I caught Dirty Vegas in 2004 when they were the opening act for the Tears for Fears reunion tour, and they were absolutely electrifying. You might even say that they outshined the main event; though I’d attribute this mostly to nostalgic ticketholders lacking the patience to sit (stand?) through ten brand new songs from the Beatles of their big-haired adolescence. But I digress. Dirty Vegas had the crowd eating out of the palm of their hand. Steve Smith sang and slapped his tambourine like a monkey while the two unrelated Harrises kept the good vibes flowing from their instruments, neither upstaging their singer nor behaving like cold robots. They didn’t even need to play their Mitsubishi commercial hit song “Days Go By”, though its inclusion didn’t hurt. The point is that Dirty Vegas had the stage presence that made people not care what they were playing. It was just fun.
So imagine my surprise when I get around to hearing the new release they were promoting at the time, a sophomore album oddly titled One. If their eponymous debut showed some promise, then One was a slump all around. For reasons that I’m sure made sense to Smith, Harris, and Harris at the time, Dirty Vegas turned their late-night dance-party moodiness into generic alterna-slush. The music bore no resemblance to the three guys I saw on stage in 2004. There were One posters all over the walls of the venue’s bathroom that night, celebrating its eminent US release. But if the same album were to come from a bunch of underground unknowns, no one certainly would have given a damn.

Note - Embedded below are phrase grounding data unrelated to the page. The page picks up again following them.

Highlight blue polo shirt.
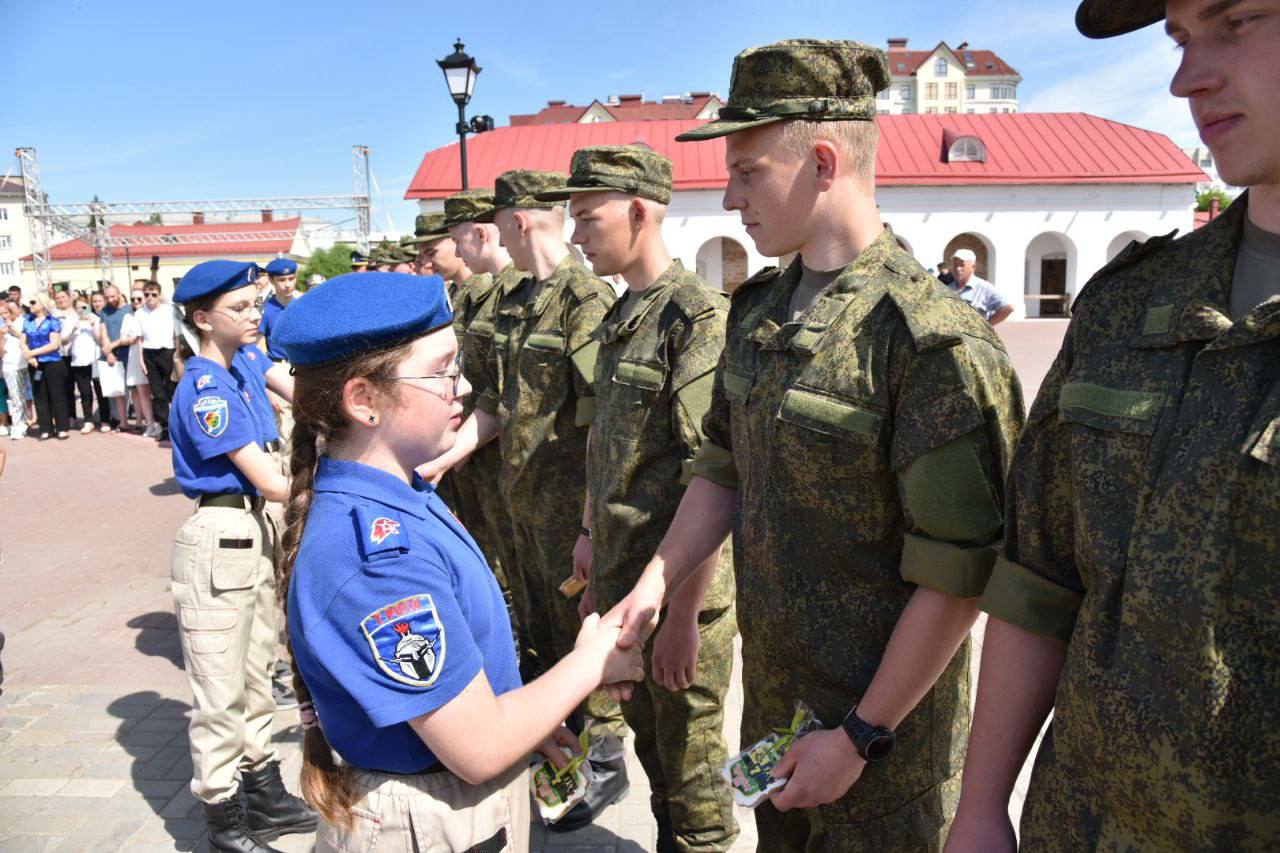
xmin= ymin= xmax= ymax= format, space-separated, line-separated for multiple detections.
xmin=258 ymin=295 xmax=290 ymax=361
xmin=23 ymin=315 xmax=63 ymax=363
xmin=288 ymin=458 xmax=521 ymax=775
xmin=233 ymin=345 xmax=280 ymax=444
xmin=98 ymin=304 xmax=132 ymax=362
xmin=169 ymin=356 xmax=263 ymax=499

Dirty Vegas wisely took a break and have resurfaced with Electric Love. Is it worthy of the energizing performance that I and so many others witnessed years ago? That’s a fair question, and a fair answer would be: sort of. For every song that succeeds as a catchy bridge between synth pop and club beat, there is another song that sounds like 15-year-old constipated La Bouche. So while Dirty Vegas spend roughly half the album making up for One‘s wussy shortcomings, the rest of Electric Love harmlessly flounders. Let’s call it an improvement.

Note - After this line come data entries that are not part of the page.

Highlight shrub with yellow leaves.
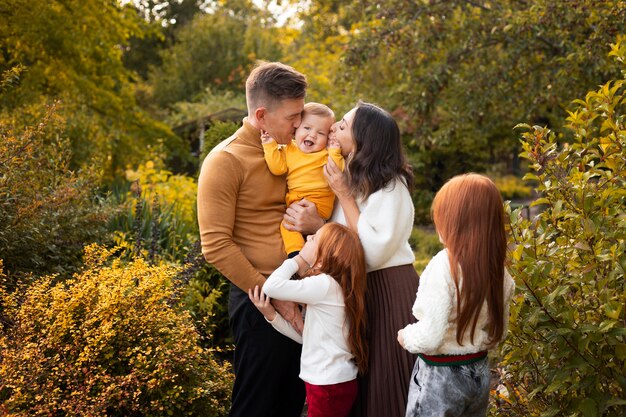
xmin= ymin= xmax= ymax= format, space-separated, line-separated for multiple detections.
xmin=0 ymin=244 xmax=233 ymax=416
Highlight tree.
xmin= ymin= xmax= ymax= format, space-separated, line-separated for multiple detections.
xmin=122 ymin=0 xmax=209 ymax=80
xmin=148 ymin=1 xmax=283 ymax=108
xmin=286 ymin=0 xmax=626 ymax=221
xmin=0 ymin=0 xmax=183 ymax=180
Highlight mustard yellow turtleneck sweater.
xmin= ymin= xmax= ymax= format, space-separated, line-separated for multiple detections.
xmin=197 ymin=118 xmax=287 ymax=293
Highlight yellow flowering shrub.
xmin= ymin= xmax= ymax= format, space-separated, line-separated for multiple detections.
xmin=124 ymin=160 xmax=198 ymax=229
xmin=0 ymin=245 xmax=233 ymax=416
xmin=493 ymin=175 xmax=533 ymax=200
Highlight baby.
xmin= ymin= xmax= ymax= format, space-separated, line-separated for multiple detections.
xmin=262 ymin=102 xmax=344 ymax=257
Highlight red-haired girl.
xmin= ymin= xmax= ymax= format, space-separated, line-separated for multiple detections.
xmin=249 ymin=222 xmax=368 ymax=417
xmin=397 ymin=173 xmax=516 ymax=416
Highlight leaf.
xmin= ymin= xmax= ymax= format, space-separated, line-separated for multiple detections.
xmin=531 ymin=198 xmax=550 ymax=207
xmin=615 ymin=344 xmax=626 ymax=360
xmin=579 ymin=398 xmax=598 ymax=417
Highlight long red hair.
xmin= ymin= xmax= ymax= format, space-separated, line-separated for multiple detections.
xmin=315 ymin=223 xmax=368 ymax=374
xmin=431 ymin=173 xmax=507 ymax=347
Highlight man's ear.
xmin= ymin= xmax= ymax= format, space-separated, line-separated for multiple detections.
xmin=254 ymin=107 xmax=267 ymax=128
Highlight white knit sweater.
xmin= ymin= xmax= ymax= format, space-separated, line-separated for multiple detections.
xmin=263 ymin=258 xmax=358 ymax=385
xmin=400 ymin=249 xmax=515 ymax=355
xmin=331 ymin=177 xmax=415 ymax=272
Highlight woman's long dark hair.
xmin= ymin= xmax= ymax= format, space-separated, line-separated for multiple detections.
xmin=316 ymin=223 xmax=368 ymax=375
xmin=348 ymin=102 xmax=414 ymax=199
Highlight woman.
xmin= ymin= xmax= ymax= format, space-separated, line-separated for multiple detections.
xmin=283 ymin=102 xmax=419 ymax=417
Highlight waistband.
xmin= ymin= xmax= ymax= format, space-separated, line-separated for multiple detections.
xmin=418 ymin=351 xmax=488 ymax=367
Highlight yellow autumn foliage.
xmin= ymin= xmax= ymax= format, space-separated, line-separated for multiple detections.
xmin=0 ymin=245 xmax=233 ymax=416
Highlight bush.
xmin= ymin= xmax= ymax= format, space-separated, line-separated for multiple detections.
xmin=108 ymin=161 xmax=232 ymax=350
xmin=199 ymin=121 xmax=240 ymax=162
xmin=494 ymin=175 xmax=533 ymax=200
xmin=499 ymin=38 xmax=626 ymax=416
xmin=0 ymin=244 xmax=233 ymax=416
xmin=109 ymin=159 xmax=199 ymax=263
xmin=0 ymin=102 xmax=110 ymax=285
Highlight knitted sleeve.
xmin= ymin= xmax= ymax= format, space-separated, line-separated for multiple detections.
xmin=262 ymin=141 xmax=288 ymax=175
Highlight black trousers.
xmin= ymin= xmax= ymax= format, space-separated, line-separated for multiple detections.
xmin=228 ymin=286 xmax=305 ymax=417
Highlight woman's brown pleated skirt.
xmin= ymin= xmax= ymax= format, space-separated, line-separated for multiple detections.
xmin=350 ymin=264 xmax=419 ymax=417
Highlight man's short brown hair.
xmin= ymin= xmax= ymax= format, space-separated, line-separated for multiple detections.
xmin=246 ymin=62 xmax=307 ymax=112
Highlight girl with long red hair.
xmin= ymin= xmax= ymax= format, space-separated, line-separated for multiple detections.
xmin=249 ymin=222 xmax=368 ymax=417
xmin=397 ymin=173 xmax=516 ymax=416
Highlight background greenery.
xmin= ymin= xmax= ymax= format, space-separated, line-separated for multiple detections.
xmin=0 ymin=1 xmax=624 ymax=415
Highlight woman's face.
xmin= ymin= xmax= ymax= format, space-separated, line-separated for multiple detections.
xmin=329 ymin=107 xmax=357 ymax=157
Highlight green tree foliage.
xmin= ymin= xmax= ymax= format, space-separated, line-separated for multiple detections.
xmin=149 ymin=1 xmax=283 ymax=108
xmin=500 ymin=38 xmax=626 ymax=416
xmin=123 ymin=0 xmax=209 ymax=80
xmin=0 ymin=245 xmax=232 ymax=416
xmin=287 ymin=0 xmax=625 ymax=222
xmin=0 ymin=0 xmax=182 ymax=179
xmin=0 ymin=103 xmax=110 ymax=285
xmin=280 ymin=0 xmax=360 ymax=112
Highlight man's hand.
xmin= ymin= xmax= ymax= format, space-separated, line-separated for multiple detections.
xmin=272 ymin=299 xmax=304 ymax=334
xmin=283 ymin=199 xmax=324 ymax=235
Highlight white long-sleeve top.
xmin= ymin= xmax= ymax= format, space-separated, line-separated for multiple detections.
xmin=263 ymin=258 xmax=357 ymax=385
xmin=399 ymin=249 xmax=515 ymax=355
xmin=331 ymin=177 xmax=415 ymax=272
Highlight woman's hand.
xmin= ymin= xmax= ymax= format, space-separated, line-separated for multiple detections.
xmin=248 ymin=285 xmax=276 ymax=321
xmin=323 ymin=157 xmax=350 ymax=199
xmin=283 ymin=199 xmax=325 ymax=235
xmin=324 ymin=157 xmax=361 ymax=231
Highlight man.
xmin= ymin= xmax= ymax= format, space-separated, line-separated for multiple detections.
xmin=197 ymin=62 xmax=307 ymax=417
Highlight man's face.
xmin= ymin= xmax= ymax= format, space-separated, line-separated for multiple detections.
xmin=261 ymin=98 xmax=305 ymax=144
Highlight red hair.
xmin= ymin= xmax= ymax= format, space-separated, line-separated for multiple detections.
xmin=315 ymin=223 xmax=368 ymax=374
xmin=432 ymin=173 xmax=507 ymax=347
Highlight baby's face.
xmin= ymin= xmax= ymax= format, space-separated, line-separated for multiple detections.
xmin=294 ymin=114 xmax=334 ymax=154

This observation probably doesn’t matter in the thick of the digital age, but Electric Love is frontloaded. If you’re one of those people who still listens to an album from front to back, you stand to get a better first impression than if you were to set the album on shuffle. “Little White Doves”, “Changes”, “Electric Love”, “Emma”, and “Never Enough” all glide so easily on the rails of a tight-as-bolts rhythm track that you easily forget the lyrical banalities (no one listens to this kind of thing for the lyrical content anyway… unless it’s the Pet Shop Boys). The guitars and synths have an equal amount of bounce to them, furthering Dirty Vegas’s cause of making dance music more accessible. These strengths are more buried than ignored on “Today” and “21st Century”, but by the time you reach “Weekend” you are in generictronica territory. The tail-chasing instrumental “Round and Round”, which is a fitting title when you think about it, is likely meant to end the album in the middle of a forward momentum. But the overall impression already constructed from this and previous tracks just point to repetition, repetition, repetition.

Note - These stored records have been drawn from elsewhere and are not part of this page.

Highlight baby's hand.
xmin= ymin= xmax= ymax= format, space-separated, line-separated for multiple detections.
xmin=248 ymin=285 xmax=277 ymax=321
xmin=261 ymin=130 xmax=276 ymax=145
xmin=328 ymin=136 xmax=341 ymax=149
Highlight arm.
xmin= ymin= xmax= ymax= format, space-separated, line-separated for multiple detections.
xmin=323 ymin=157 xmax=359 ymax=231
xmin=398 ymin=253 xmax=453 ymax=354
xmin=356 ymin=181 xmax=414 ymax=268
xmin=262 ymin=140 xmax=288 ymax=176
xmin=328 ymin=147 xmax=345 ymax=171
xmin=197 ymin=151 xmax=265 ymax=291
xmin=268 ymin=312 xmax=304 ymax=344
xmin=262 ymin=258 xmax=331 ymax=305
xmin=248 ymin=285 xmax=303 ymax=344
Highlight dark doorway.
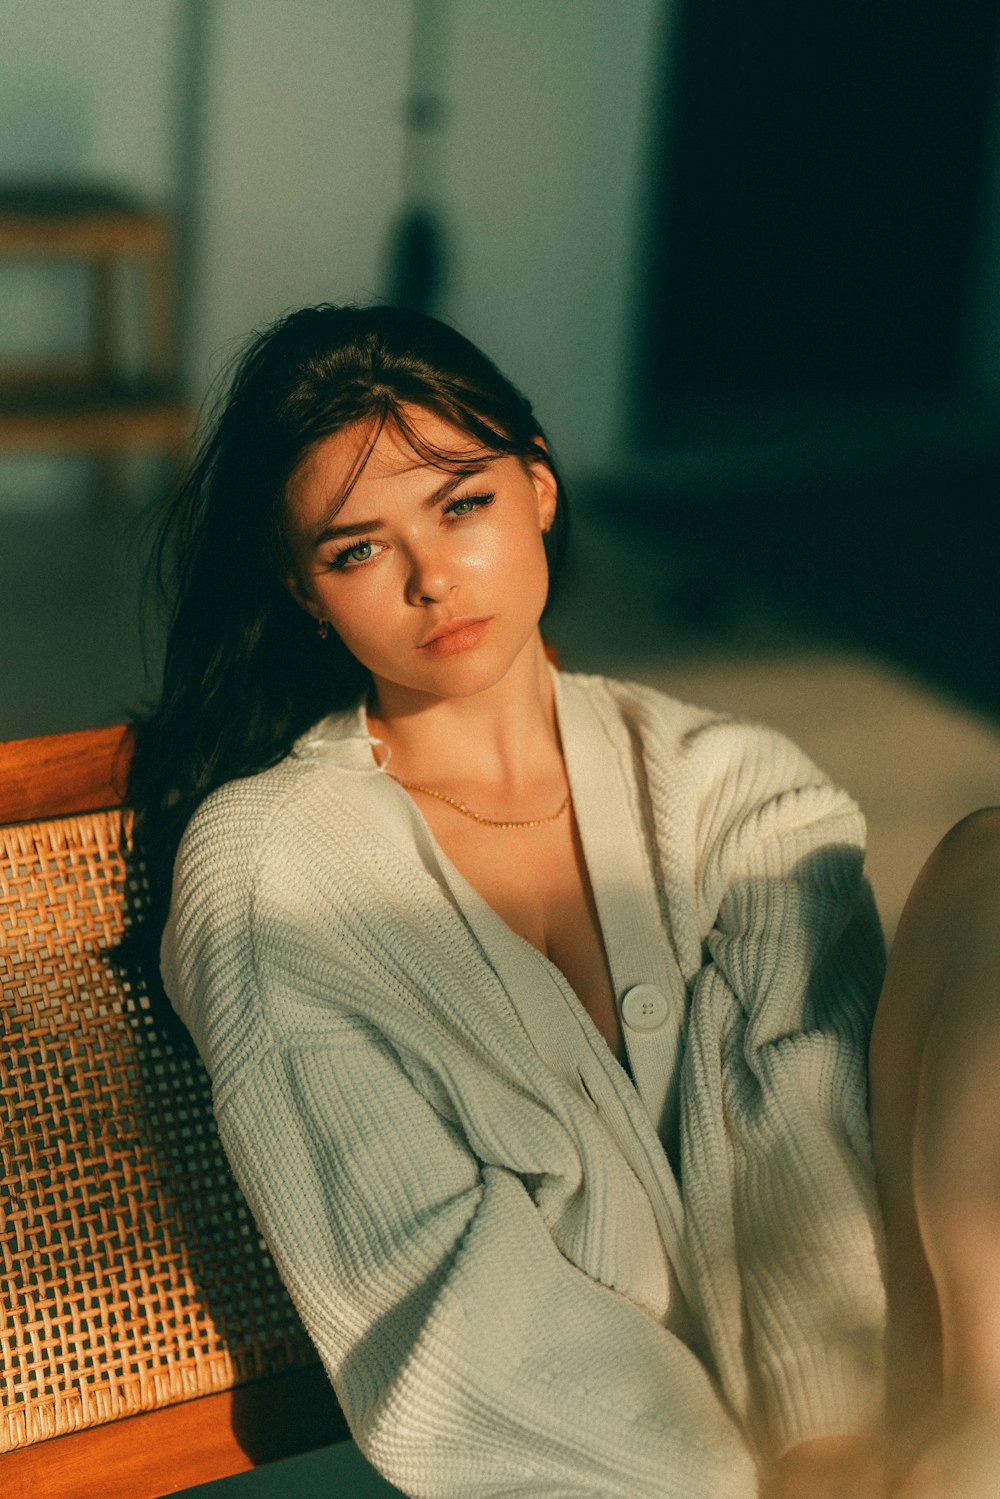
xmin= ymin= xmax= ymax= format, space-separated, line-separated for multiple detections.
xmin=640 ymin=1 xmax=1000 ymax=423
xmin=626 ymin=2 xmax=1000 ymax=715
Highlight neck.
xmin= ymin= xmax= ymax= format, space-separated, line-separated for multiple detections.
xmin=366 ymin=635 xmax=561 ymax=792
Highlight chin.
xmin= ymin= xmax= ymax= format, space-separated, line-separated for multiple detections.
xmin=422 ymin=657 xmax=517 ymax=698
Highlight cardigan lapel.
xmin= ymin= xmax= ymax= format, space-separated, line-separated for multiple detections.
xmin=298 ymin=683 xmax=695 ymax=1302
xmin=554 ymin=673 xmax=690 ymax=1148
xmin=427 ymin=858 xmax=697 ymax=1310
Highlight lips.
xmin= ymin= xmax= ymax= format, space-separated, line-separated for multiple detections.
xmin=418 ymin=617 xmax=492 ymax=658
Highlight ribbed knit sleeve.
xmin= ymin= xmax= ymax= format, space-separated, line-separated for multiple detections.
xmin=163 ymin=769 xmax=758 ymax=1499
xmin=652 ymin=715 xmax=887 ymax=1459
xmin=215 ymin=1038 xmax=755 ymax=1498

And yes, dance music is meant to lure you into a groove with repetition. The Africans figured that out centuries ago. But when it comes to expensively produced electro-pop, some supplemental traits have to be there. And with half of Electric Love, Dirty Vegas rises to the occasion. But like I said, this is a big improvement over the flaccid One, so let’s hope that Dirty Vegas keeps moving. Then we’d have ten awesome tracks on one album.